Agentic AI for Scientific Discovery: A Survey of Progress, Challenges, and Future Directions
Gridach, Mourad, Nanavati, Jay, Abidine, Khaldoun Zine El, Mendes, Lenon, Mack, Christina
The integration of Agentic AI into scientific discovery marks a new frontier in research automation. These AI systems, capable of reasoning, planning, and autonomous decision-making, are transforming how scientists perform literature review, generate hypotheses, conduct experiments, and analyze results. This survey provides a comprehensive overview of Agentic AI for scientific discovery, categorizing existing systems and tools, and highlighting recent progress across fields such as chemistry, biology, and materials science. We discuss key evaluation metrics, implementation frameworks, and commonly used datasets to offer a detailed understanding of the current state of the field. Finally, we address critical challenges, such as literature review automation, system reliability, and ethical concerns, while outlining future research directions that emphasize human-AI collaboration and enhanced system calibration.
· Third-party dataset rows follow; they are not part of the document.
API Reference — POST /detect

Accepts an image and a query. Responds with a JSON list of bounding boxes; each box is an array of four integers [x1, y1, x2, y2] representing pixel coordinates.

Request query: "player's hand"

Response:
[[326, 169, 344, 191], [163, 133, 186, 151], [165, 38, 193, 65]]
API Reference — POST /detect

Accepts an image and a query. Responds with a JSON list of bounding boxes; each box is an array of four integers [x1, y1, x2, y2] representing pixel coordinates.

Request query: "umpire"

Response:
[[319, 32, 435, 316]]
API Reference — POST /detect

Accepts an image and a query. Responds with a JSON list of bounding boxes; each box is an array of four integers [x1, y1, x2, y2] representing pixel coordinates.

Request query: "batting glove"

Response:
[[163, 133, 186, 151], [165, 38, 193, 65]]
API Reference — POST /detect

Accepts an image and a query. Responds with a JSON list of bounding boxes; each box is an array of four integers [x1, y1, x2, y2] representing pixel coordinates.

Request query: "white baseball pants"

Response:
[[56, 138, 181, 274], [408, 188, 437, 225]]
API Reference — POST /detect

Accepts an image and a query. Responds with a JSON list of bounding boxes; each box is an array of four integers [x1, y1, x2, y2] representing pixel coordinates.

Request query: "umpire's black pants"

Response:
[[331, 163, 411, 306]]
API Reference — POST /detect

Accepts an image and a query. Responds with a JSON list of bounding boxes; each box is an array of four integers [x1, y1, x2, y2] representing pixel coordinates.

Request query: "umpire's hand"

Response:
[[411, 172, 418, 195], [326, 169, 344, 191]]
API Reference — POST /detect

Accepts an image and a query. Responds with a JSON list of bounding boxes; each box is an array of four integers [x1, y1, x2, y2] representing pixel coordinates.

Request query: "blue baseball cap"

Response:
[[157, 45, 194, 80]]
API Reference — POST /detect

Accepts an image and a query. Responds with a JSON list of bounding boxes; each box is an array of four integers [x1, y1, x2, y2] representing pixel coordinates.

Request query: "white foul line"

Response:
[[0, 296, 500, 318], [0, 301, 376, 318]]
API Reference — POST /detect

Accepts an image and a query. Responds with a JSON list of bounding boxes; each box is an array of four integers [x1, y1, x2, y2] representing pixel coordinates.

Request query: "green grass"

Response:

The rapid advancements of Large Language Models (LLMs) (Touvron et al., 2023; Anil et al., 2023; Achiam et al., 2023) have opened a new era in scientific discovery, with Agentic AI systems (Kim et al., 2024; Guo et al., 2023; Wang et al., 2024; Abramovich et al., 2024) emerging as powerful tools for automating complex research workflows. Unlike traditional AI, Agentic AI systems are designed to operate with a high degree of autonomy, allowing them to independently perform tasks such as hypothesis generation, literature review, experimental design, and data analysis. These systems have the potential to significantly accelerate scientific research, reduce costs, and expand access to advanced tools across various fields, including chemistry, biology, and materials science. Recent efforts have demonstrated the potential of LLM-driven agents in supporting researchers with tasks such as literature reviews, experimentation, and report writing. Prominent frameworks, including LitSearch (Ajith et al., 2024), ResearchArena (Kang & Xiong, 2024), SciLitLLM (Li et al., 2024c), CiteME (Press et al., 2024), ResearchAgent (Baek et al., 2024) and Agent Laboratory (Schmidgall et al., 2025), have made strides in automating general research workflows, such as citation management, document discovery, and academic survey generation. However, these systems often lack the domain-specific focus and compliance-driven rigor essential for fields like biomedical domain, where the structured assessment of literature is critical for evidence synthesis.